Nsight Visual Studio Edition 3.0 and higher support instruction level counters.
These experiments collect statistics per SASS instruction and roll the data up to PTX and high level source if -lineinfo or -G was specified during compilation.
The Instruction Count experiment collects:
- instructions executed
- thread instructions executed
- not predicated off thread instructions executed
- histogram of thread instructions executed
- histogram of not predicated off thread instructions executed
The Branch Statistics experiment collects:
- branch instructions executed
- branch taken
- divergent branch taken
The Memory Transactions experiment collects data for generic, local, and shared memory instructions:
- memory instructions executed
- l1 transactions
- l1 ideal transactions
- histogram of transactions
The information is displayed in table form and in a side by side source code view.

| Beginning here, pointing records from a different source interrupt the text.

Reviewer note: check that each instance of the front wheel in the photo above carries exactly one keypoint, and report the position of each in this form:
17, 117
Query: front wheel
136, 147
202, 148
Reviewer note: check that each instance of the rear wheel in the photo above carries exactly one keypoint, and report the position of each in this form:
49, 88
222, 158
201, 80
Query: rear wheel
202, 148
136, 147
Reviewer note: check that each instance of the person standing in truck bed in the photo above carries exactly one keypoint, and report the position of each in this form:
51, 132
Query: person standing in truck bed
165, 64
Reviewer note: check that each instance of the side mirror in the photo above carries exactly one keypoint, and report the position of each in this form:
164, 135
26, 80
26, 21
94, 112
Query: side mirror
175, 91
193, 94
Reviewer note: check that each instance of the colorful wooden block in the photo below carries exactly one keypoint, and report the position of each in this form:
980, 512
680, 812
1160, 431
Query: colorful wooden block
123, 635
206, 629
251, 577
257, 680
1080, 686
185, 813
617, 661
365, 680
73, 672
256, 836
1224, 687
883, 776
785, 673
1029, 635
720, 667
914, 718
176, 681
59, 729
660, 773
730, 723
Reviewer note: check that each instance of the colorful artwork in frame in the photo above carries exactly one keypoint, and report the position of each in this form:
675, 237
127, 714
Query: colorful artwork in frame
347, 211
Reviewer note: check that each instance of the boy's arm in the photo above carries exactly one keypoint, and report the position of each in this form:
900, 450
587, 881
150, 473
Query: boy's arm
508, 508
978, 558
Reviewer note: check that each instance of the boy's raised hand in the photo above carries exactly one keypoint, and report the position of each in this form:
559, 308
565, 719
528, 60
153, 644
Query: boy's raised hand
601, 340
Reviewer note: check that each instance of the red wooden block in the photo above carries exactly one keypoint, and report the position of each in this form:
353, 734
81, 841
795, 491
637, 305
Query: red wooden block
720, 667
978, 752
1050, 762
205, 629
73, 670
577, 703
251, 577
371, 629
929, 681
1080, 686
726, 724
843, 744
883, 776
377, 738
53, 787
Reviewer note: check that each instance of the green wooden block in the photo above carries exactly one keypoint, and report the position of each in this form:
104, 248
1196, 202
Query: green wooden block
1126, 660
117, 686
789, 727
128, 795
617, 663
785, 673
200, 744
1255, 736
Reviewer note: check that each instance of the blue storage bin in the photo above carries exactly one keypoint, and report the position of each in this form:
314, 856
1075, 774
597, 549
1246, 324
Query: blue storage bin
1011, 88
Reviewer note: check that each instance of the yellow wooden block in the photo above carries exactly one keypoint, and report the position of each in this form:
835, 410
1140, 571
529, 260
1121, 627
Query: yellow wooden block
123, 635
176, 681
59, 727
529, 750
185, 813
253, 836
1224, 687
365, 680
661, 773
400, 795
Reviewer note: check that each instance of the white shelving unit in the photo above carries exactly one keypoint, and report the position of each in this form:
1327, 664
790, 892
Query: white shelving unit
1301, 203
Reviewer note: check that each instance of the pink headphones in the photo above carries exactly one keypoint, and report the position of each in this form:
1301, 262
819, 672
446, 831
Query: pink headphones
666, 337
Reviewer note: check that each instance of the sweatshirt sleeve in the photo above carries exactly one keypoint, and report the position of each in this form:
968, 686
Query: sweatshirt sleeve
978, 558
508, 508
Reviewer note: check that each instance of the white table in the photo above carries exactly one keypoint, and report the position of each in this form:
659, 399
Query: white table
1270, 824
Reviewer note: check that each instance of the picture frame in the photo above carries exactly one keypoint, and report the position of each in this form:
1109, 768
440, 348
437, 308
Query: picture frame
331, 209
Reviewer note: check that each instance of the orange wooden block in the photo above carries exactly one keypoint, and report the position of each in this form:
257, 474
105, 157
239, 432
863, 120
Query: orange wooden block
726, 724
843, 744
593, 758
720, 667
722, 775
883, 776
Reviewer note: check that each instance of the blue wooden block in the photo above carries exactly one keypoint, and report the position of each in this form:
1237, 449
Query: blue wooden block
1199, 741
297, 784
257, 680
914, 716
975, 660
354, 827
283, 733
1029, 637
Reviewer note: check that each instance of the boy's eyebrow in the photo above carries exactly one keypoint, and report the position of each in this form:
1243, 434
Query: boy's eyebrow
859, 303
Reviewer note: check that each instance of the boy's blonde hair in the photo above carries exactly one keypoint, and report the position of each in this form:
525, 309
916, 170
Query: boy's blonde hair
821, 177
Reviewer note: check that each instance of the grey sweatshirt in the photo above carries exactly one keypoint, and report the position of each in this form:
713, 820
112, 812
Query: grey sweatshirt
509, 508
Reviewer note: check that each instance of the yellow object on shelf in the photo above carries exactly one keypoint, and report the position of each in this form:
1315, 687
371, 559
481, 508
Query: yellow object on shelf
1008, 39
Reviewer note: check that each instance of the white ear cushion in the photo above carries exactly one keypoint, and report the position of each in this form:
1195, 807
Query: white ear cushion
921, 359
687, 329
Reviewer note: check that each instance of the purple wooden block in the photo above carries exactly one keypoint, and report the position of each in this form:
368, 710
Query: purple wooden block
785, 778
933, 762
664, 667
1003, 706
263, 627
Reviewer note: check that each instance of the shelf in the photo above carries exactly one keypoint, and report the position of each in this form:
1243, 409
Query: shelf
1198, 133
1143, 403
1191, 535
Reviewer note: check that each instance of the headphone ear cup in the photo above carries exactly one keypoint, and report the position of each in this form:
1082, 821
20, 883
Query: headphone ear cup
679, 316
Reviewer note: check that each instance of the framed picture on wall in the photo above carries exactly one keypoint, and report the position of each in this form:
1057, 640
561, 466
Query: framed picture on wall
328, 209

The source code view supports heat maps and correlation between high level source and SASS.
It is highly recommended that users of this view focus on the SASS information. The compiler applies a lot of optimizations. The user must interpret the high level and PTX source level information in context of the SASS code. For example, the compiler may unroll a loop which is obvious in the correlation map but not necessarily obvious in the high level source statistics.
The contents of the source view can be copy and pasted into a file in order to allow additional processing. @allanmac simple grep of cuobjdump is a nice example of what can be done. This can be modified to also increment by one of the export counters (e.g. inst_executed).